それからノボリさんの話や、トウコちゃんの旅の話をしていたらあっという間に時間になった。トウコちゃんもこれからバトルトレインに乗車すると言っていたからギアステーションまで戻った。すると、入り口のところに見慣れたコートが見えた。どきんと鼓動が跳ねるのを感じ、横でトウコちゃんがにやにやしながらこっちを見ていた。もう、恥ずかしいから見ないでよ。
「ノボリさん。」
「ヒメ、お帰りなさい。そろそろ戻ってくる頃と思い迎えに上がりました。」
「わ、ありがとうございます。」
わざわざ待っててくれたなんて嬉しい。トウコちゃんがノボリさんに近付いて何か言ってたみたいだけどなんだろう?今からバトルトレインに行くって言ってたからそのことかな?
「ヒメ、あたし行くね。またランチ行こうね!」
「うん、またメールするね。」
「何か進展あったらすぐに教えなさいよ!」
そう言い残して去って行った。
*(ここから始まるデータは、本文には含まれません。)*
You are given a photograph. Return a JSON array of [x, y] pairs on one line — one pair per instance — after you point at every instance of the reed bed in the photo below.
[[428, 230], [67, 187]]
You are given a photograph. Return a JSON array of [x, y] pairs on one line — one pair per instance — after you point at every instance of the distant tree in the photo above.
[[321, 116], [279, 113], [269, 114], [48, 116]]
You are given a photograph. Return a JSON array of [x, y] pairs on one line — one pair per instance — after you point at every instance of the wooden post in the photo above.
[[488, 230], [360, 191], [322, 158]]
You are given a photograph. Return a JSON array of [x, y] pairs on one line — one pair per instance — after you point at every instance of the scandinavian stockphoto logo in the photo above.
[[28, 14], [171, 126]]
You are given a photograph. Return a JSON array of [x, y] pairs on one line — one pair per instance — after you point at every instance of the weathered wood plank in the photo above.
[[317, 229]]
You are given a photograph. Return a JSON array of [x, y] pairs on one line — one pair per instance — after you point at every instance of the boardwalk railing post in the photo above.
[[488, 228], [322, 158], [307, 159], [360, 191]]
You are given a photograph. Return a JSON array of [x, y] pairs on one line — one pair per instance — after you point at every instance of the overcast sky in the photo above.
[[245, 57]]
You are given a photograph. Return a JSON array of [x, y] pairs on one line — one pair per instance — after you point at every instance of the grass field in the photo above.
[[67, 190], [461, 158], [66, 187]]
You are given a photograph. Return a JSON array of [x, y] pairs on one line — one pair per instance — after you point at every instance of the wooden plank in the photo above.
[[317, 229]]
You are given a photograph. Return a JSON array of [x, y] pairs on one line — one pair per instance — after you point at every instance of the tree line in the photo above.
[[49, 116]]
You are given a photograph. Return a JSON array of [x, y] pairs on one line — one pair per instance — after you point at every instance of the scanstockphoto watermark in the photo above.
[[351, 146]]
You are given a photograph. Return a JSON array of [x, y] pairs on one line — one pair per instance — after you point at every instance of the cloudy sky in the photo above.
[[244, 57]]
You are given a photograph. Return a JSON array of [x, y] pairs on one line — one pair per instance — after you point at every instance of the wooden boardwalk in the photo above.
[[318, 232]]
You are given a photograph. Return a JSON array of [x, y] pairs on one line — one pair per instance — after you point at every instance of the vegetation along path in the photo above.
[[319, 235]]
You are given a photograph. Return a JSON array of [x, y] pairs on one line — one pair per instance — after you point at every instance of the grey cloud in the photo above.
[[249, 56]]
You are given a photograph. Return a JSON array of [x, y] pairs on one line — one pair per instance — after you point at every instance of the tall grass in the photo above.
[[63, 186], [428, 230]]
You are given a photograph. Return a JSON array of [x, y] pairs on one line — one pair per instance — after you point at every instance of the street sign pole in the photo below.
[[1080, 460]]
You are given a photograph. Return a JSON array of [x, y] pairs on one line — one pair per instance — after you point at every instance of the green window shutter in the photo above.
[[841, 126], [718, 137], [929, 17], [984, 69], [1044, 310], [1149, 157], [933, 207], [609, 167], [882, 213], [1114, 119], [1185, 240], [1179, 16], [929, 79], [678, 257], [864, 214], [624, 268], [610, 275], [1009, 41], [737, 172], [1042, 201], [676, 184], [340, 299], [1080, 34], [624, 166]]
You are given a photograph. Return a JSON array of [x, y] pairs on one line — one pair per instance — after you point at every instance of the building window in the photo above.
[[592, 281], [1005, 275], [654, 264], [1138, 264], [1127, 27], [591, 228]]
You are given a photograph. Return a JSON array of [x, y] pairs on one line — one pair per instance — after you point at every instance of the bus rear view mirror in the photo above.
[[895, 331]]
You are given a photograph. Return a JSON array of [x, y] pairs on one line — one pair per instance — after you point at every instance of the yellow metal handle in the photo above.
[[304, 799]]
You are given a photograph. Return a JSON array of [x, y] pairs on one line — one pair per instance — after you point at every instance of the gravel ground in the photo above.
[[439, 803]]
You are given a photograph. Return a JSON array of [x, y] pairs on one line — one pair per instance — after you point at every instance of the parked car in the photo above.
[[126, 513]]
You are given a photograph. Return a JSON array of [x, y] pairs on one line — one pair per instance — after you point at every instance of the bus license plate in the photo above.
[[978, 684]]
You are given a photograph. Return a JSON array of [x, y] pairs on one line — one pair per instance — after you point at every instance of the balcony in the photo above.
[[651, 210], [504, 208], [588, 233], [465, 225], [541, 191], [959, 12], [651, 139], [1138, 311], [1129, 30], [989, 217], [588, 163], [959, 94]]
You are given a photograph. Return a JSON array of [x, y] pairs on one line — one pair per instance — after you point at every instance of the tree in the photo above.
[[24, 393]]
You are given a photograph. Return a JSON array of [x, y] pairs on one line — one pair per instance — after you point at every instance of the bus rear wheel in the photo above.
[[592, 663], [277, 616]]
え、ちょっと、ノボリさんの前で言ったらだめだってば!
「進展とは何のことです?」
「何でもないです!」
肩を並べて執務室まで戻る途中に目が合うと少し目を細めて微笑むノボリさんにどきっとする。ノボリさんの気持ちは分からないけど、私の気持ちはっきりしたしいつか伝えられるように頑張らなくちゃ。そう小さく決意した。